I don't believe that a South African life can be wholly uninteresting under these conditions of inequality. It can be brutal, painful, educational and even unimaginable, but never uninteresting. South Africans, now expected to coexist seamlessly, are subject to a very specific constellation of social circumstances.

It is a farcical betrayal of history dressed up as development and governed by a power that was once shared by those it now rules over. Surely the lives caught up in this bizarre tug of war tell us more than white papers and budget speeches ever will.

In writing my own memoir, I am forced to reckon with the forces that have shaped me.
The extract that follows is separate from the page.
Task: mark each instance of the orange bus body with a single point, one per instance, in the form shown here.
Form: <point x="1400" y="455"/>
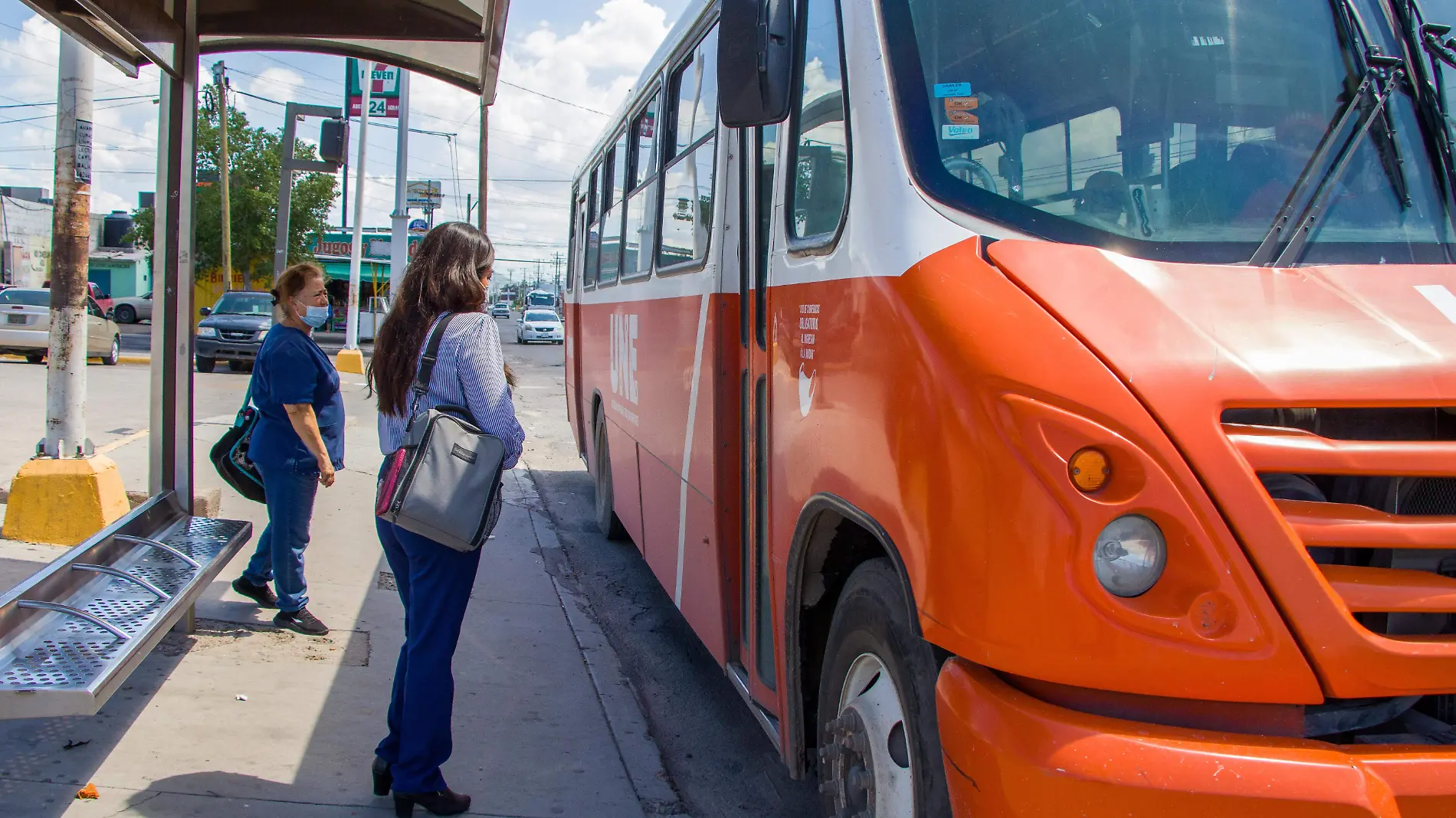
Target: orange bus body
<point x="932" y="409"/>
Mine is not only to tell a story but also to locate it within the politics of an enduring past.

A life shaped by the rapids of privilege and oppression constantly crashing into each other at the intersections.

When viewed in its entirety, no South African life is simple, even those that are grotesquely privileged. In a context of gross inequality, writing about privilege in ways that unpack its history and impact on all our lives is a necessary undertaking - especially for those who live in it.

The problem may be that we are not writing honestly enough about our lives and in so doing, we dilute the reality the memoir strives to translate.

In the current state of denial we find ourselves in as a nation, an honest, politically aware and purposeful memoir has much to offer.

To have the vast array of ordinary and exceptional South African lives held up to us as a mirror serves an important purpose in excavating the crime scene we navigate on a daily basis.

Locating experience can be a difficult thing in this process of remembering and writers must invest their skill in perfecting this. Our experiences are never as individual as we would like them to be, no matter how personal and protected we feel they should be.

On the other hand, our experiences are never as universal as we think they are either. Striking a balance between the individual and the universal requires a level of synergy with our society that can only be acquired through intentional, conscious observation and social education.

We must become more intentional about how we consume our surroundings when we interpret the experiences we translate through memoirs.

South African lives are many things, none of which are boring. We have to find ways to write and talk about our lives that do not disavow our history, nor betray our present. There is no one South Africa. This country is a holding room for vastly different people who relate mostly through their experience of being in the same room, hoping for a change.

It is precisely the lives that we deem unworthy of reproduction in books and newspaper articles that hold the most insight into our national condition. Those are the lives that can teach us the most about who we are and where we should be going - something we should all be interested in.

*Jamil F. Khan is a PhD candidate in critical diversity studies.